Which exerts more gravitational force on the baby, Mars or the obstetrician, given that Mars has a mass of 6.4 1023 kg and is 8. 1010 m from Earth?
To determine which exerts more gravitational force on the baby, we can use Newton's law of universal gravitation, which states that the gravitational force between two objects is proportional to the product of their masses and inversely proportional to the square of the distance between their centers.
The formula for the gravitational force is:
F = (G * m1 * m2) / r^2
Where:
F is the gravitational force
G is the gravitational constant (approximately 6.67430 × 10^-11 N m^2/kg^2)

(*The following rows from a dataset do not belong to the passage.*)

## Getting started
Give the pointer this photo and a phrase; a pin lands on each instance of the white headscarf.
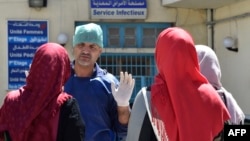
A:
(210, 68)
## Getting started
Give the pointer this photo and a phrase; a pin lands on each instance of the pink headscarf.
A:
(31, 113)
(181, 96)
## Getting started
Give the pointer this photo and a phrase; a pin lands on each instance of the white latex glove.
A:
(123, 93)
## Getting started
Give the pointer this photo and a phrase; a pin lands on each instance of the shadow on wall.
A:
(247, 120)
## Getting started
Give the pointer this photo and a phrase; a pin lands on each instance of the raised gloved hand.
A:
(123, 93)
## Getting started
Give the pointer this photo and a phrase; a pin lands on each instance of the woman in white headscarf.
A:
(210, 68)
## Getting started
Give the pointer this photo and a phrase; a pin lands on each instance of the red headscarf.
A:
(183, 100)
(31, 113)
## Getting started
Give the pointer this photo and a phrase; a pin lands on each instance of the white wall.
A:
(61, 15)
(235, 66)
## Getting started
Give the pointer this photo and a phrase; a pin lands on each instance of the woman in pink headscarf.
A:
(182, 105)
(40, 110)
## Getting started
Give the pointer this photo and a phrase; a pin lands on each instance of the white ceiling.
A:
(198, 4)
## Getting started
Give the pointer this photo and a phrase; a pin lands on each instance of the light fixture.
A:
(62, 39)
(37, 3)
(230, 43)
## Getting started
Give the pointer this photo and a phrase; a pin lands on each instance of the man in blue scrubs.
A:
(103, 100)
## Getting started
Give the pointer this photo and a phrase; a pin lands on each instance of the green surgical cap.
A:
(91, 33)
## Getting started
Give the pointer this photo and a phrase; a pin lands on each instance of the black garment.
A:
(147, 132)
(71, 126)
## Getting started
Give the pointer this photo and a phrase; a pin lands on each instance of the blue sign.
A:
(24, 37)
(118, 9)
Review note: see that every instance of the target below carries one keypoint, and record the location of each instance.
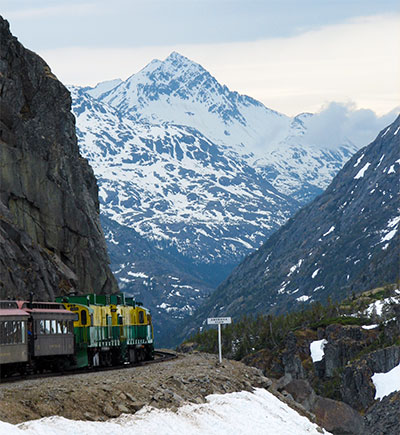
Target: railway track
(159, 357)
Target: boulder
(337, 417)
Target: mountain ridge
(347, 238)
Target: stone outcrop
(357, 388)
(343, 344)
(51, 240)
(384, 416)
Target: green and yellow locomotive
(110, 329)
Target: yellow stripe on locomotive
(110, 329)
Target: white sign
(219, 320)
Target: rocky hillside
(50, 235)
(196, 174)
(346, 239)
(338, 361)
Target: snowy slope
(346, 240)
(180, 91)
(175, 186)
(201, 173)
(222, 414)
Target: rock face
(383, 417)
(346, 240)
(357, 388)
(50, 235)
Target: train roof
(99, 299)
(12, 312)
(42, 307)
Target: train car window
(53, 326)
(70, 326)
(83, 317)
(23, 333)
(12, 332)
(141, 317)
(59, 327)
(42, 327)
(47, 326)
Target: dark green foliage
(253, 333)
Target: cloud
(60, 10)
(337, 123)
(354, 61)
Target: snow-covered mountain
(197, 171)
(181, 92)
(346, 240)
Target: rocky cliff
(51, 240)
(346, 240)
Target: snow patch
(386, 383)
(303, 298)
(361, 172)
(222, 414)
(317, 349)
(359, 160)
(332, 228)
(315, 273)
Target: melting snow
(377, 306)
(393, 223)
(386, 383)
(296, 266)
(317, 349)
(359, 160)
(315, 273)
(303, 298)
(361, 172)
(332, 228)
(223, 414)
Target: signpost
(219, 321)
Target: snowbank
(386, 383)
(317, 349)
(235, 413)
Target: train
(75, 331)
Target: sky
(294, 56)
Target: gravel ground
(103, 395)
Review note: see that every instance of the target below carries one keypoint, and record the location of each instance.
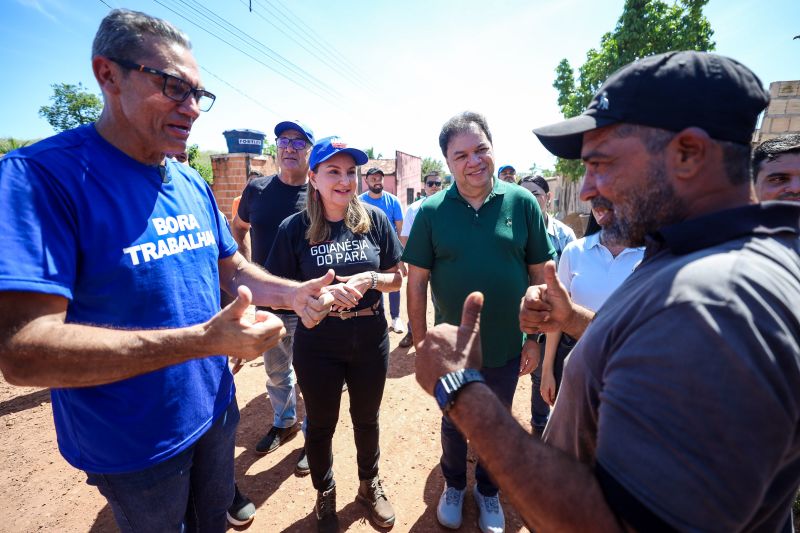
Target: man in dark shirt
(265, 203)
(776, 168)
(680, 403)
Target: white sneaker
(398, 326)
(448, 512)
(490, 517)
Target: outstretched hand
(312, 301)
(232, 333)
(447, 348)
(546, 308)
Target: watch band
(449, 385)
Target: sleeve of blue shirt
(38, 229)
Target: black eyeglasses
(297, 144)
(174, 88)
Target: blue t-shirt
(82, 220)
(388, 203)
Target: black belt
(344, 315)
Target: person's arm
(536, 273)
(548, 307)
(37, 347)
(417, 300)
(308, 299)
(577, 505)
(348, 293)
(548, 385)
(241, 234)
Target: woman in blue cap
(351, 345)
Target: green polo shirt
(487, 250)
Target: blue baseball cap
(504, 167)
(295, 125)
(329, 147)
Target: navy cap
(329, 147)
(295, 125)
(671, 91)
(504, 167)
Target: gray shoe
(370, 493)
(242, 510)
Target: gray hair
(122, 32)
(459, 124)
(774, 148)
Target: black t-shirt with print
(265, 203)
(345, 252)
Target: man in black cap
(266, 202)
(680, 404)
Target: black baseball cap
(672, 91)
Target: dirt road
(41, 492)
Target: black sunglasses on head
(174, 88)
(297, 144)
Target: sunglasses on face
(174, 88)
(297, 144)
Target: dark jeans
(190, 492)
(503, 382)
(355, 351)
(540, 410)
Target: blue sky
(382, 74)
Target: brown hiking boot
(325, 509)
(371, 494)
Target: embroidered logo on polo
(602, 102)
(158, 249)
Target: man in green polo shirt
(480, 235)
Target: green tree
(197, 162)
(430, 164)
(646, 27)
(71, 106)
(9, 144)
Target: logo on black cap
(603, 101)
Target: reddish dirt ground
(41, 492)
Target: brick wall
(783, 113)
(230, 175)
(409, 177)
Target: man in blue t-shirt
(389, 204)
(109, 289)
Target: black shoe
(242, 511)
(406, 341)
(301, 468)
(325, 509)
(276, 437)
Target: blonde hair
(356, 218)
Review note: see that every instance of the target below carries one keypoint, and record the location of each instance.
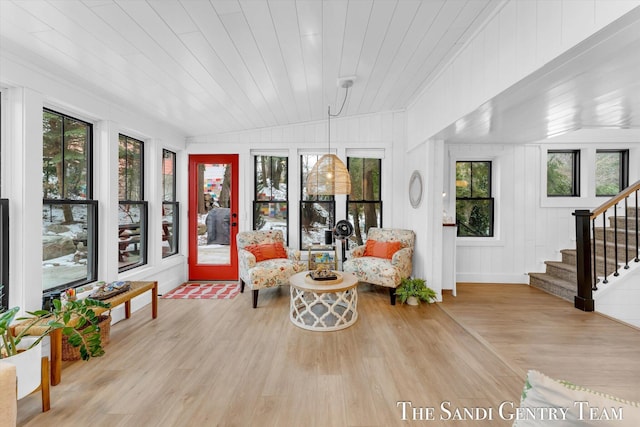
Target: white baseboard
(492, 278)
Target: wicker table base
(318, 306)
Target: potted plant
(413, 290)
(76, 319)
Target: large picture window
(271, 195)
(563, 173)
(364, 204)
(69, 215)
(612, 172)
(474, 201)
(170, 207)
(133, 212)
(317, 213)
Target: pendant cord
(344, 101)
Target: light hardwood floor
(220, 362)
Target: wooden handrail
(615, 199)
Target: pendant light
(329, 176)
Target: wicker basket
(70, 352)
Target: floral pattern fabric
(268, 273)
(382, 271)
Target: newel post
(584, 300)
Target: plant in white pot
(77, 321)
(413, 290)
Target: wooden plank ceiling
(210, 66)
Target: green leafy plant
(76, 319)
(414, 287)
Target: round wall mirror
(415, 189)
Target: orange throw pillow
(381, 249)
(267, 251)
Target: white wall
(26, 91)
(371, 134)
(530, 228)
(520, 38)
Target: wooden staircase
(560, 278)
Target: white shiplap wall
(379, 133)
(520, 38)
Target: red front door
(213, 216)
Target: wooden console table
(55, 336)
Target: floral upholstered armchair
(385, 260)
(264, 261)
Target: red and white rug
(204, 291)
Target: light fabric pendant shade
(329, 176)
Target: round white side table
(323, 306)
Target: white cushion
(574, 405)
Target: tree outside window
(317, 213)
(133, 212)
(170, 206)
(270, 206)
(563, 172)
(612, 172)
(69, 241)
(474, 203)
(364, 204)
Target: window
(4, 233)
(316, 212)
(133, 214)
(563, 173)
(474, 204)
(270, 205)
(69, 215)
(170, 207)
(4, 254)
(364, 207)
(612, 172)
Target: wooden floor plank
(220, 362)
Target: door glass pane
(214, 213)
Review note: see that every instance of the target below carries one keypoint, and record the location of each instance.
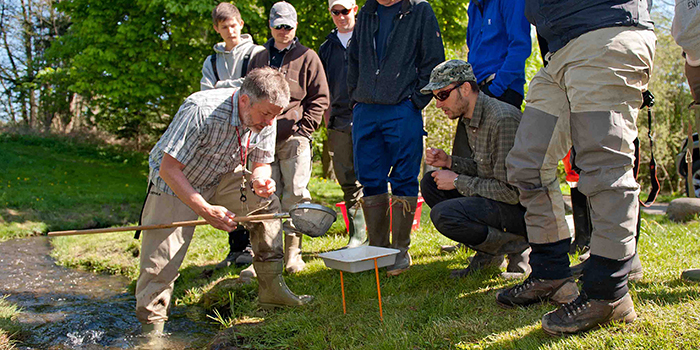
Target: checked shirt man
(196, 169)
(471, 200)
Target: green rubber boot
(356, 227)
(272, 291)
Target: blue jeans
(388, 147)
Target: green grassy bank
(423, 308)
(60, 183)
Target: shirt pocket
(483, 164)
(296, 83)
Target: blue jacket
(413, 49)
(499, 42)
(560, 21)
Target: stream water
(70, 309)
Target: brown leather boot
(583, 314)
(292, 253)
(272, 291)
(403, 211)
(376, 210)
(534, 290)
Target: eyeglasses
(337, 13)
(445, 94)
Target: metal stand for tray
(379, 291)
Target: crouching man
(471, 200)
(197, 169)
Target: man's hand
(219, 217)
(437, 158)
(264, 187)
(444, 179)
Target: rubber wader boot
(497, 244)
(292, 252)
(376, 210)
(272, 291)
(403, 211)
(356, 227)
(582, 221)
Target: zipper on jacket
(380, 64)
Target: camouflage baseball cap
(448, 72)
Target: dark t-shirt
(386, 24)
(276, 56)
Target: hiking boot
(534, 290)
(584, 314)
(480, 261)
(636, 270)
(691, 275)
(403, 212)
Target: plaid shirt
(204, 137)
(491, 133)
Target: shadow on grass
(668, 292)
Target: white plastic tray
(359, 259)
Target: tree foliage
(136, 60)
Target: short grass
(59, 183)
(423, 308)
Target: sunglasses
(445, 94)
(336, 13)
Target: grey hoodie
(686, 29)
(228, 63)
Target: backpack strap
(212, 59)
(246, 60)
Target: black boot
(376, 210)
(582, 221)
(403, 211)
(356, 227)
(239, 254)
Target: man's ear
(244, 101)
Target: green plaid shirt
(491, 133)
(204, 137)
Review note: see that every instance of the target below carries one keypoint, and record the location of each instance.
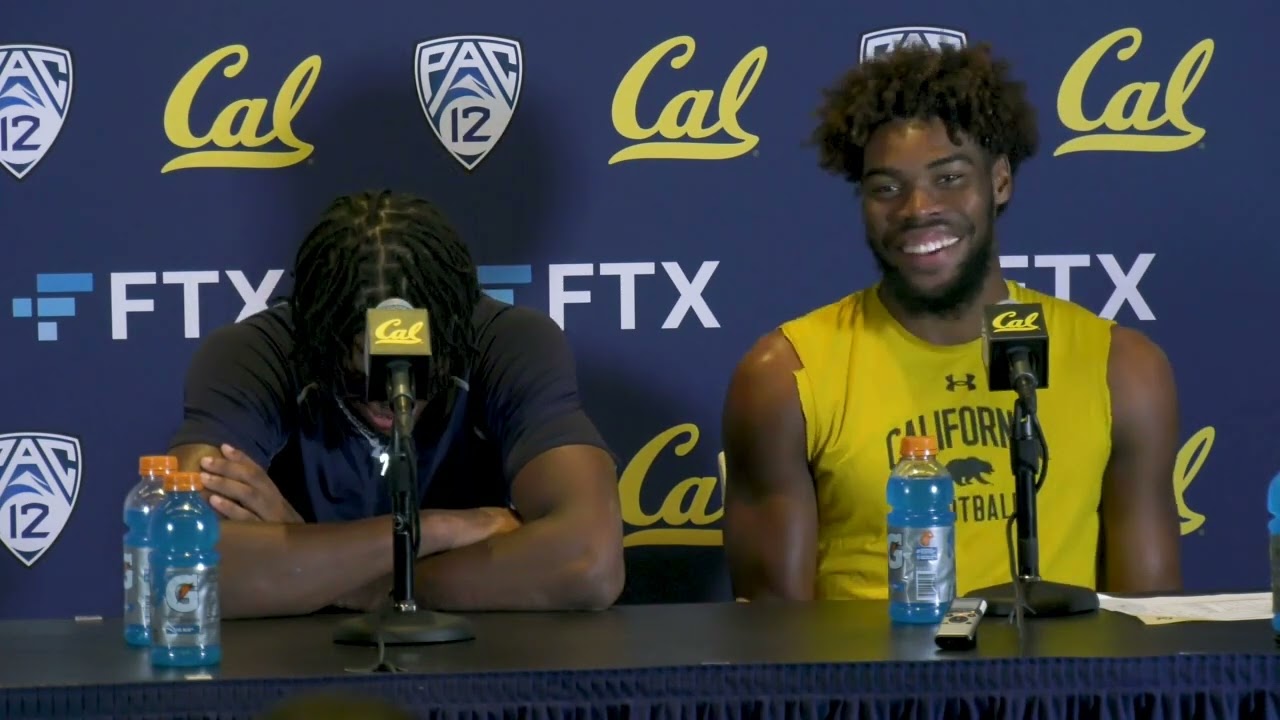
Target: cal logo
(694, 124)
(1134, 113)
(35, 92)
(469, 87)
(250, 132)
(40, 478)
(881, 42)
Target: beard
(952, 296)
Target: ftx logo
(55, 299)
(567, 285)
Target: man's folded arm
(567, 552)
(236, 392)
(771, 514)
(289, 569)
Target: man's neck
(958, 327)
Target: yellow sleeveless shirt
(867, 382)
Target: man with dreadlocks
(816, 410)
(520, 492)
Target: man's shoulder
(498, 324)
(265, 336)
(830, 315)
(1056, 309)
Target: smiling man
(817, 408)
(520, 502)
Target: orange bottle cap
(919, 445)
(158, 464)
(183, 482)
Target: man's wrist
(439, 531)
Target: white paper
(1192, 609)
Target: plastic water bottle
(138, 506)
(922, 560)
(1274, 527)
(186, 619)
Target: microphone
(1015, 349)
(397, 342)
(1015, 354)
(398, 347)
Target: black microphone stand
(402, 623)
(1036, 596)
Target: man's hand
(449, 529)
(242, 491)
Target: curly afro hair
(967, 89)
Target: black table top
(69, 654)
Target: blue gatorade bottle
(922, 559)
(1274, 527)
(138, 506)
(186, 619)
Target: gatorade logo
(179, 593)
(1011, 323)
(895, 551)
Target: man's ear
(1001, 181)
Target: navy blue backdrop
(641, 174)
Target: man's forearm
(548, 564)
(292, 569)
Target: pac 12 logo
(881, 42)
(35, 94)
(40, 478)
(469, 87)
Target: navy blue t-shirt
(519, 400)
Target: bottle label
(137, 586)
(922, 565)
(1275, 574)
(186, 610)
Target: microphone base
(1041, 598)
(412, 627)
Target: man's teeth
(932, 246)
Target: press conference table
(671, 661)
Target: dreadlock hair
(965, 89)
(366, 249)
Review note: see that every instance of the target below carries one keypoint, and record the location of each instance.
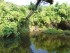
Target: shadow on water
(15, 45)
(35, 44)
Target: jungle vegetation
(13, 17)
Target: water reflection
(15, 45)
(35, 44)
(52, 44)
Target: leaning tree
(36, 5)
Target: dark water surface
(36, 44)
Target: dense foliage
(12, 17)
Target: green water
(35, 44)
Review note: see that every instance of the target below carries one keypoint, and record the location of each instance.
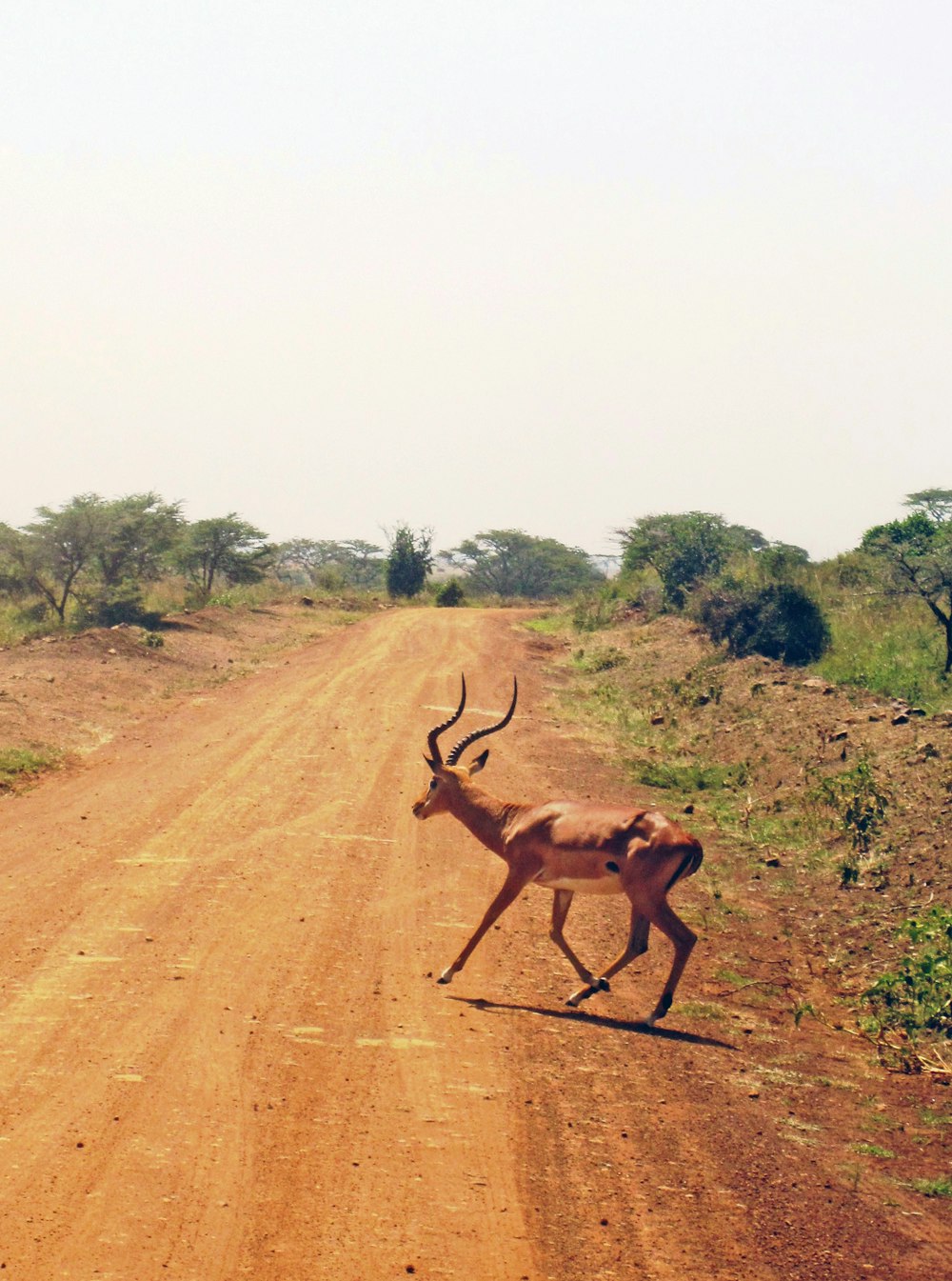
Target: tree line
(752, 593)
(93, 560)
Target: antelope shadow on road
(584, 1016)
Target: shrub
(858, 802)
(450, 594)
(918, 995)
(779, 621)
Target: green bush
(779, 620)
(918, 995)
(450, 594)
(858, 801)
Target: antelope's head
(448, 776)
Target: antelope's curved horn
(434, 733)
(481, 733)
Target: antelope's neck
(486, 816)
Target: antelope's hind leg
(636, 946)
(684, 940)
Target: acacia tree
(49, 556)
(136, 535)
(223, 547)
(916, 553)
(684, 550)
(511, 563)
(409, 561)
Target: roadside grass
(747, 753)
(889, 646)
(22, 765)
(873, 1150)
(938, 1187)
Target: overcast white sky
(478, 264)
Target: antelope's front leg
(560, 910)
(514, 884)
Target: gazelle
(567, 847)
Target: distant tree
(409, 560)
(49, 556)
(136, 535)
(305, 556)
(351, 563)
(916, 553)
(363, 564)
(781, 561)
(225, 547)
(511, 563)
(779, 620)
(684, 550)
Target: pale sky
(475, 264)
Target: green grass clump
(940, 1187)
(18, 765)
(693, 776)
(889, 647)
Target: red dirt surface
(223, 1051)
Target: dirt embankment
(225, 1054)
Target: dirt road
(223, 1053)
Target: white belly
(610, 884)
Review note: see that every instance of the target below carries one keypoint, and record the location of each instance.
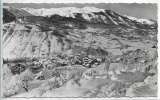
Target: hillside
(89, 51)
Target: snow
(143, 21)
(64, 11)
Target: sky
(147, 11)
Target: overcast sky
(148, 11)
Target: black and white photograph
(79, 50)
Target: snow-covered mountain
(94, 15)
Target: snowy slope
(88, 13)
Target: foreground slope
(48, 53)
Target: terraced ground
(61, 59)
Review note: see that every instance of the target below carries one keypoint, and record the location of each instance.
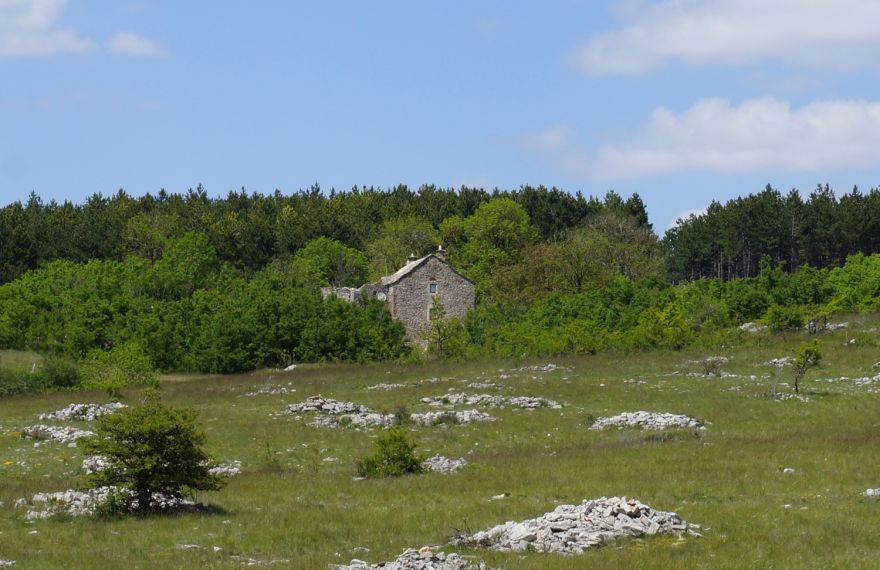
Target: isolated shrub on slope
(152, 449)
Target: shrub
(806, 357)
(395, 455)
(782, 318)
(154, 451)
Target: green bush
(395, 455)
(781, 318)
(152, 449)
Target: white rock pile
(647, 420)
(84, 503)
(335, 413)
(228, 469)
(423, 559)
(95, 463)
(440, 464)
(459, 398)
(571, 529)
(456, 418)
(83, 412)
(61, 434)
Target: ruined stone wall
(410, 298)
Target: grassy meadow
(297, 504)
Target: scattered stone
(458, 398)
(334, 413)
(384, 386)
(84, 503)
(83, 412)
(647, 420)
(550, 367)
(95, 463)
(229, 469)
(423, 559)
(571, 529)
(441, 464)
(62, 434)
(270, 390)
(458, 417)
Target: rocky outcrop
(647, 420)
(571, 529)
(423, 559)
(83, 412)
(459, 398)
(441, 464)
(61, 434)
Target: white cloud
(759, 135)
(558, 138)
(30, 27)
(127, 43)
(816, 33)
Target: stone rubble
(441, 464)
(62, 434)
(458, 398)
(457, 417)
(83, 412)
(334, 413)
(270, 390)
(647, 420)
(84, 503)
(384, 386)
(571, 529)
(95, 463)
(423, 559)
(550, 367)
(228, 469)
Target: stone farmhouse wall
(411, 297)
(410, 293)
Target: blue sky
(680, 101)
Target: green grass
(291, 504)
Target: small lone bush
(395, 455)
(155, 454)
(807, 356)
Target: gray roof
(411, 266)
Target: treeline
(248, 230)
(729, 241)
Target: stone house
(410, 291)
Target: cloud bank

m1 and m2 are the masses of the objects
r is the distance between their centers
Given that Mars has a mass of 6.4 * 10^23 kg and is 8 * 10^10 meters from Earth, and assuming the obstetrician has a mass of approximately 90 kg, we can calculate the force separately for each scenario and compare the results.
For Mars:
F_mars = (G * m1 * m_mars) / r_mars^2
For the Obstetrician:
F_obstetrician = (G * m1 * m_obstetrician) / r_obstetrician^2
Calculating each force:
F_mars = (6.67430 × 10^-11 N m^2/kg^2) * (5.972 × 10^24 kg) * (6.4 × 10^23 kg) / (8 × 10^10 m)^2
F_obstetrician = (6.67430 × 10^-11 N m^2/kg^2) * (5.972 × 10^24 kg) * (90 kg) / (0.5 m)^2
After calculating these values, we can compare the magnitudes of the forces to determine which one is greater. The force with the larger magnitude will exert more gravitational force on the baby.
Please note that the gravitational force exerted by the obstetrician is extremely small compared to the gravitational force exerted by Mars due to the vast difference in mass and distance.